Hanns W. Maull is a senior associate fellow at the Mercator Institute for China Studies and a senior distinguished fellow at the German Institute for International and Security Affairs and an adjunct professor of international relations at the Johns Hopkins School of Advanced International Studies Europe.
With friends like these, who needs enemies?
Spare a thought for Germany, which finds itself uncomfortably perched between the United States, the oldest extant superpower and Berlin's most important security guarantor, and the People's Republic of China, the world's newest superpower and Germany's "comprehensive strategic partner."
The country's difficulties are the result of its conflicting preferences -- for the U.S. security umbrella and Europe's "strategic autonomy," for liberal democratic principles and economic prosperity that owes a great deal to China. And it should not expect Joe Biden as U.S. President to solve these conflicts for it.
"Equidistance" is not a term Germany used in its great-power diplomacy in the past. The country's double embeddedness in the Western alliance system through European integration and in the trans-Atlantic alliance was axiomatic. Even Donald Trump's open disdain for Germany and Chancellor Angela Merkel could not destroy the German public's goodwill toward America.
While most Germans see close bilateral relations with the U.S. as being more important than with China, there are signs of ambivalence seeping into German attitudes. And while many Germans believe that bilateral relations will return to normal under the incoming Biden administration, this does not mask two major foreign policy dilemmas that now confront Berlin.
The first concerns Washington's demands for a generally tougher stance toward China and a decoupling of economic ties that have grown close and very lucrative, especially, for Germany's car industry. China is Germany's largest trading partner -- shipments totaled about 200 billion euros in 2019 -- and it became Germany's most important export market in the second quarter of 2020.
On the back of increasingly close and diversified commercial ties, Germany and China have developed a close political relationship, which they designate a comprehensive strategic partnership that includes about 80 specific high-level dialogue arrangements for bilateral political consultations.
German public opinion about China has declined considerably in recent years -- polls show that two-thirds of respondents have a negative view of China -- and German business has also grown disenchanted with Beijing's increasingly robust state interventions in favor of Chinese national champions. But neither group seriously wants to sever the many and varied ties between the two countries.
Take the world's largest inland port of Duisburg, a key European transit point for goods moving to and from China along the New Silk Road, China's Belt and Road Initiative. For Duisburg's Social Democrat Mayor Soren Link, who has gone out of its way to cultivate ties with China, reducing economic dependence on China and enhancing resilience against supply disruptions or economic coercion would be painful and costly, economically and politically -- and cause considerable resentment among local voters.

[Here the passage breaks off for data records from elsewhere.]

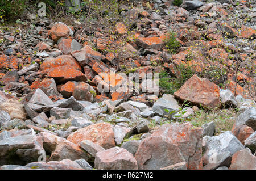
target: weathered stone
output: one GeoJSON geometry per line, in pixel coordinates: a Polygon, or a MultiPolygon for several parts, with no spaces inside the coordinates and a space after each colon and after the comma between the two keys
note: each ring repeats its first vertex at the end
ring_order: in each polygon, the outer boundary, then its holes
{"type": "MultiPolygon", "coordinates": [[[[174,99],[172,95],[164,94],[163,97],[158,99],[153,105],[152,111],[159,116],[164,116],[165,115],[170,115],[164,110],[168,110],[171,112],[179,111],[181,107],[179,106],[178,102],[174,99]]],[[[172,113],[174,115],[175,112],[172,113]]]]}
{"type": "Polygon", "coordinates": [[[164,124],[142,141],[136,153],[139,169],[159,169],[182,162],[202,169],[203,129],[190,123],[164,124]]]}
{"type": "Polygon", "coordinates": [[[195,74],[174,93],[174,96],[181,101],[188,101],[196,106],[214,108],[221,106],[219,92],[217,85],[195,74]]]}
{"type": "Polygon", "coordinates": [[[67,140],[76,144],[82,140],[89,140],[105,149],[115,146],[112,126],[108,123],[100,123],[78,129],[67,140]]]}
{"type": "Polygon", "coordinates": [[[238,151],[232,157],[229,170],[256,170],[256,157],[247,148],[238,151]]]}
{"type": "Polygon", "coordinates": [[[131,153],[119,147],[98,152],[95,167],[104,170],[137,170],[137,162],[131,153]]]}
{"type": "Polygon", "coordinates": [[[236,125],[247,125],[256,131],[256,108],[249,107],[241,113],[236,120],[236,125]]]}
{"type": "Polygon", "coordinates": [[[203,157],[204,169],[216,169],[220,166],[229,167],[232,155],[244,149],[242,143],[230,131],[217,136],[206,136],[205,153],[203,157]]]}

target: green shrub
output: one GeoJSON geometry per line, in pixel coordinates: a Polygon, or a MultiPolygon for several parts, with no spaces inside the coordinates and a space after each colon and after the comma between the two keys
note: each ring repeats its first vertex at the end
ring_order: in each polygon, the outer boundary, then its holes
{"type": "Polygon", "coordinates": [[[182,0],[174,0],[174,2],[172,2],[172,5],[174,5],[174,6],[180,6],[181,4],[182,0]]]}
{"type": "Polygon", "coordinates": [[[15,20],[25,7],[26,0],[0,0],[0,19],[2,22],[15,20]]]}
{"type": "Polygon", "coordinates": [[[176,35],[175,32],[170,31],[167,33],[167,37],[164,40],[169,53],[176,54],[177,49],[180,47],[180,43],[176,39],[176,35]]]}

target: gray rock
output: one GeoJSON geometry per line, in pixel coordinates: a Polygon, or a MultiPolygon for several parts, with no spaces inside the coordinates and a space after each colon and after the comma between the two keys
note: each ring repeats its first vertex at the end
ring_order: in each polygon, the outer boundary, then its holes
{"type": "Polygon", "coordinates": [[[238,126],[247,125],[256,131],[256,108],[249,107],[246,108],[245,111],[237,117],[236,124],[238,126]]]}
{"type": "Polygon", "coordinates": [[[35,91],[28,102],[43,106],[53,104],[52,100],[39,88],[35,91]]]}
{"type": "Polygon", "coordinates": [[[104,148],[89,140],[83,140],[79,144],[81,148],[93,157],[95,157],[97,152],[105,150],[104,148]]]}
{"type": "Polygon", "coordinates": [[[125,127],[115,125],[114,127],[114,137],[117,145],[122,144],[123,138],[127,136],[130,131],[131,129],[125,127]]]}
{"type": "Polygon", "coordinates": [[[92,170],[93,169],[84,159],[77,159],[75,162],[85,170],[92,170]]]}
{"type": "Polygon", "coordinates": [[[155,114],[155,112],[150,110],[146,110],[143,112],[141,112],[141,115],[144,117],[147,117],[148,116],[153,116],[155,114]]]}
{"type": "Polygon", "coordinates": [[[213,136],[215,133],[215,123],[213,121],[204,124],[201,127],[204,129],[203,136],[213,136]]]}
{"type": "Polygon", "coordinates": [[[250,148],[253,153],[256,151],[256,131],[245,140],[245,146],[250,148]]]}
{"type": "Polygon", "coordinates": [[[180,7],[183,7],[187,10],[190,10],[201,7],[203,5],[203,2],[198,0],[183,1],[183,2],[180,5],[180,7]]]}
{"type": "Polygon", "coordinates": [[[142,103],[139,103],[138,102],[129,100],[129,101],[127,101],[126,103],[131,104],[131,106],[133,106],[135,107],[137,107],[137,108],[139,109],[139,110],[141,111],[144,111],[146,110],[149,108],[148,106],[147,106],[145,104],[142,103]]]}
{"type": "Polygon", "coordinates": [[[2,123],[9,121],[11,120],[11,116],[5,111],[0,111],[0,127],[2,123]]]}
{"type": "Polygon", "coordinates": [[[42,137],[24,135],[0,141],[0,165],[24,165],[37,161],[43,150],[42,137]]]}
{"type": "Polygon", "coordinates": [[[162,98],[158,99],[154,104],[152,111],[155,112],[157,115],[163,117],[165,115],[169,115],[164,111],[165,109],[172,112],[172,111],[177,111],[181,107],[179,106],[178,102],[174,99],[173,95],[164,94],[162,98]]]}
{"type": "Polygon", "coordinates": [[[137,151],[138,148],[140,145],[140,142],[137,140],[130,140],[125,142],[121,146],[121,148],[125,149],[131,153],[134,156],[137,151]]]}
{"type": "Polygon", "coordinates": [[[221,98],[221,102],[224,103],[224,105],[228,105],[230,107],[232,107],[232,106],[237,107],[237,101],[234,95],[233,95],[232,92],[229,90],[224,90],[221,89],[220,90],[220,97],[221,98]]]}
{"type": "Polygon", "coordinates": [[[61,108],[57,107],[53,107],[50,111],[51,116],[55,116],[57,119],[69,118],[71,108],[61,108]]]}
{"type": "Polygon", "coordinates": [[[216,169],[225,166],[229,167],[232,155],[237,151],[244,149],[242,143],[230,131],[217,136],[206,136],[205,153],[203,157],[204,169],[216,169]]]}
{"type": "Polygon", "coordinates": [[[136,125],[136,129],[138,133],[146,133],[149,131],[148,125],[150,122],[147,120],[141,120],[136,125]]]}

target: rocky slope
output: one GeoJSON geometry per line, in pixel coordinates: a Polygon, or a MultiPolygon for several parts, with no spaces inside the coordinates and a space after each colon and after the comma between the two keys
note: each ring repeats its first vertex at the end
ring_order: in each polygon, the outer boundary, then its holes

Just as Germans can see good things in China along with the bad, they can see bad things in the U.S. along with the good too. While many Germans who came of age after World War II share a sense of gratitude and admiration for an often idealized America, many also quietly came to harbor a deep-seated anti-Americanism. The Vietnam War catalyzed this romantic, anti-modernist resentment and German unification gave it another push, with many East Germans having been taught to see the U.S. as the enemy.
The second dilemma facing Berlin is that between leadership and its discomfort. Polls by the Korber Foundation suggest that 82% of Germans would prefer to remain neutral in any new Cold War between America and China -- and only 12% would side with Washington and 3% with China. This speaks volumes not only about the difficulties of navigating between the two powers, but also about Germany's reluctance to step up, a reluctance brutally exposed by its failure to honor repeated pledges to its NATO partners to spend 2% of gross domestic product on defense.
Germany's traditional response to the dilemma of leadership has been Europe -- or more exactly, to "lead from behind" within Europe. This was all the easier given pressure on Europeans to stick together. During the Cold War, this came from the Soviet threat and from the U.S. response to that threat, promoting European integration. The U.S. maintained this stance beyond the end of the Cold War until Donald Trump came into office. As it saw its power and influence relativized by the rise of China, its geopolitical focus shifted to Asia.
This means Washington will no longer be able to hold Europe together the way it did over the last three-quarters of a century. Under President Barack Obama, the cracks were already becoming apparent.
Four years on, Berlin will have to step into the United States' traditional role as Europe's pacifier and integrator. And it will have to forge a truly united European Union capable of carrying its weight in the alliance with the U.S. and other liberal democracies in Europe, the Indo-Pacific, and beyond. This is a role for which Berlin is as yet badly prepared.